掃除記録へ細かな作業日誌を書く必要はありません。「説明書は中性洗剤指定」「フィルター右下だけ汚れやすい」「異音なし」の三つで足ります。

炭酸ソーダを使わなかった日も記録です。何もしていないのではなく、機器の表示を確認し、使わない判断をしたことが分かります。

家族が次回担当するときは、この三行を先に読めます。棚の白い粉から選び直すのではなく、同じ説明書と同じ終点から始められます。

棚の前で迷ったときは、この順で決める

セスキで少し残ったから、次は炭酸ソーダを濃くする。そう決める前に、使用した洗剤を表示どおりに取り除きます。

残っているのは、べたつく油なのか。黒く硬い焦げなのか。赤茶色のサビなのか。布へ色が移る変色なのか。ここを見直すと、強い洗剤へ進まない日も出てきます。

材質が分からないまま買い足さない

アルミかステンレスか分からないときは、売り場へ新しい洗浄剤を探しに行く前に、換気扇の品番を確認します。

見た目や磁石だけでは、表面加工まで分かりません。説明書を見つけられない日は、アルカリ性洗剤を使わない。その判断なら、部品を変色させずに次へ持ち越せます。

余った液の置き場所を考え始めたら、作りすぎ

「このスプレーをどこへ置こう」と考えた時点で、必要量より多く作っているかもしれません。

商品の表示に保管方法がある場合は従います。案内がなければ、その場で使う分だけ。飲料容器や無表示のスプレーへ回しません。

手袋を探すのが面倒な日は、粉を開けない

手袋が切れている、保護眼鏡が見つからない、換気できない。必要な準備がそろわない日は、作業を延期します。

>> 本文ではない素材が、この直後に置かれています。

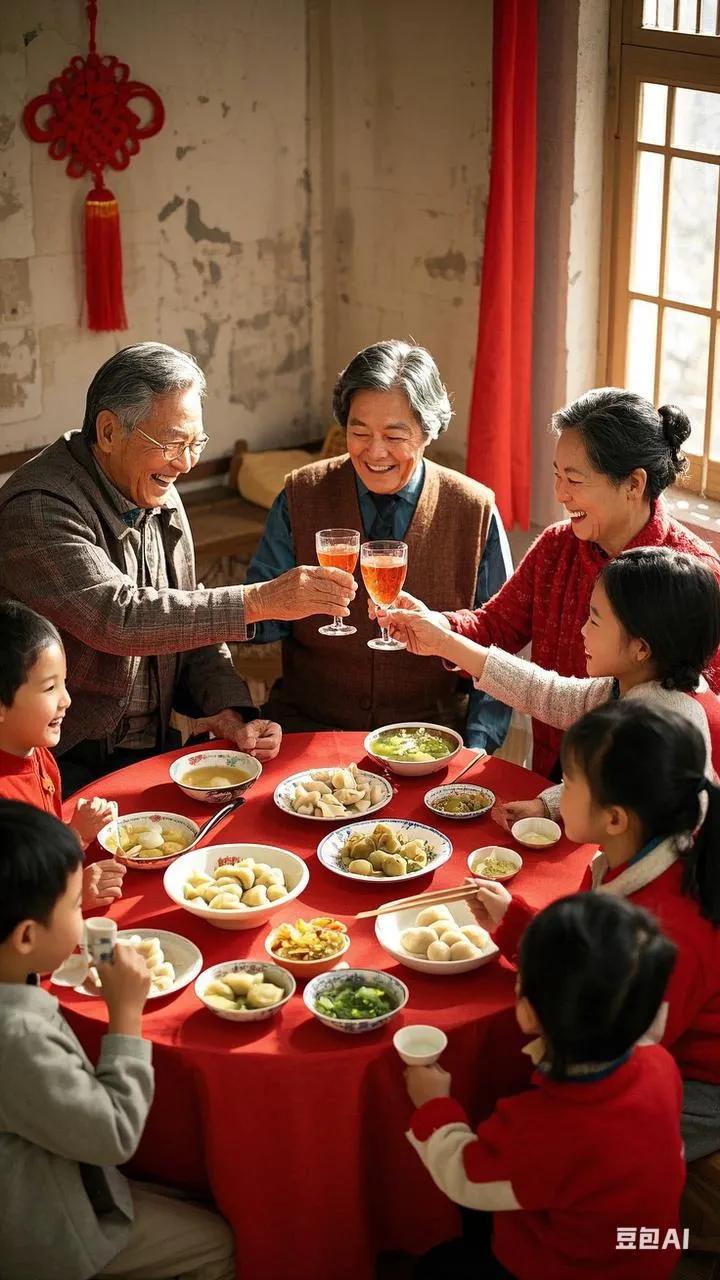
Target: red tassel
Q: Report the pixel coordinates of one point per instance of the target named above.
(103, 261)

家庭用の商品でも、製品表示にある保護具は省きません。外側のほこりを乾いた布で取るだけなら、別の短い掃除として終えられます。

粉を量らずに終わる日も、正しい掃除の一日

9時10分、棚から白い袋を出す。9時15分、換気扇の品番を撮る。9時20分、説明書を開く。

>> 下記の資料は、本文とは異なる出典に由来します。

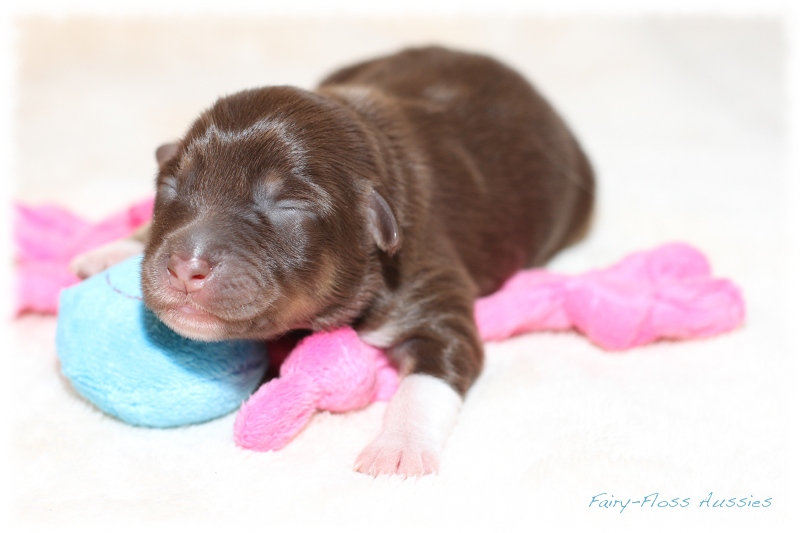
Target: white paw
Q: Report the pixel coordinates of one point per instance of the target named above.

ここまで進めて「中性洗剤のみ」と分かったなら、その日は炭酸ソーダを使いません。準備が無駄になったのではなく、部品を傷めない方法を選べたということです。

説明書が中性洗剤を指定している、アルカリ性洗剤を禁止している、材質が分からない。そのどれかに当てはまれば、メーカーが案内する手入れへ戻します。

使用できる場合も、手元の商品に書かれた分量と時間を守ります。その場で使う少量だけを作り、小さな場所の変化を見てから進めます。

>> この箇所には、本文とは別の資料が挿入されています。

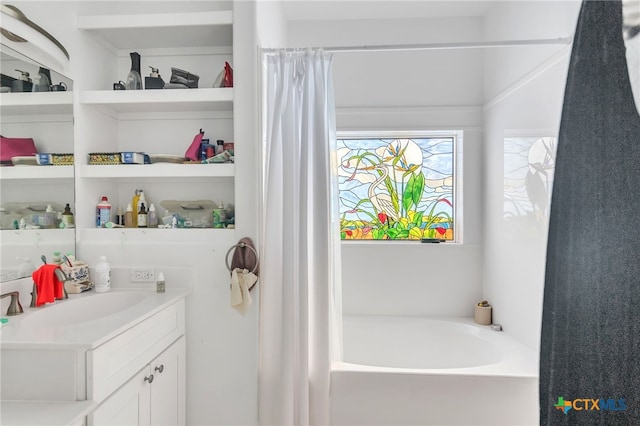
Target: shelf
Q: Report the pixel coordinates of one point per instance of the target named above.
(165, 170)
(22, 236)
(187, 236)
(122, 101)
(141, 31)
(36, 172)
(36, 103)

白く曇る、塗装が移る、表面がざらつく。異音、焦げたにおい、電装部への液の侵入。どれかに気づいたら、写真と品番、使った製品名をそろえます。洗浄剤を足す時間ではありません。

片づけが終わったら、棚には成分を読める袋だけを戻します。正体の分からない容器は別へ。次の土曜日は袋を開けず、フィルター右下のべたつきを三分見るところから始められます。

今日の最初の一歩は、粉を水へ入れることではなく、袋を裏返して成分を読むことです。